T. rex may have evolved smaller eyes for a better bite | Sciences

T. rex may have evolved smaller eyes for a better bite |  Sciences

Large carnivorous dinosaurs, such as Tyrannosaurus rex, evolved smaller eyes to bite more forcefully. Scientists at the University of Birmingham think so.

The researchers compared the eye sockets of 410 different dinosaurs. Over the years, large dinosaurs, such as T. rex, developed increasingly smaller eye sockets. It was due to evolution.

Carnivorous dinosaurs had large, bulging eyes, according to the discovery of ancient skulls. The specimens that lived later had keyhole-shaped eye sockets. The eyes were up to seven times smaller. Herbivores have retained their round eye sockets.

The researchers used computer simulations to see what pressure was under the eyes during the sting. In doing so, they compared the skull of the big-eyed T. rex to that of the small-eyed T. rex.

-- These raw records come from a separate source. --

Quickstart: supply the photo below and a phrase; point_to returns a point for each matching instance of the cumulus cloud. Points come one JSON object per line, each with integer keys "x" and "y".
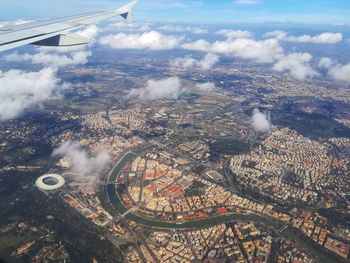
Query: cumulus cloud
{"x": 52, "y": 59}
{"x": 206, "y": 87}
{"x": 280, "y": 35}
{"x": 168, "y": 88}
{"x": 234, "y": 33}
{"x": 262, "y": 51}
{"x": 340, "y": 72}
{"x": 123, "y": 26}
{"x": 325, "y": 63}
{"x": 88, "y": 166}
{"x": 14, "y": 23}
{"x": 90, "y": 33}
{"x": 261, "y": 122}
{"x": 296, "y": 64}
{"x": 152, "y": 40}
{"x": 324, "y": 38}
{"x": 178, "y": 28}
{"x": 188, "y": 62}
{"x": 21, "y": 90}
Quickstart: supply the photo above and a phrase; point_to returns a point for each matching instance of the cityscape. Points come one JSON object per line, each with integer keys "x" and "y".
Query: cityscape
{"x": 177, "y": 153}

Bite simulations showed that keyhole-shaped eye sockets deformed less than round eye sockets. The arch-shaped eye sockets of the dinosaur helped to better distribute the bite force to the strongest part of the skull, that is, the part behind the eye socket.

Scientists believe that T. rex replaced its large eyes with smaller ones in order to bite more forcefully. But it may have been at the cost of his eyesight.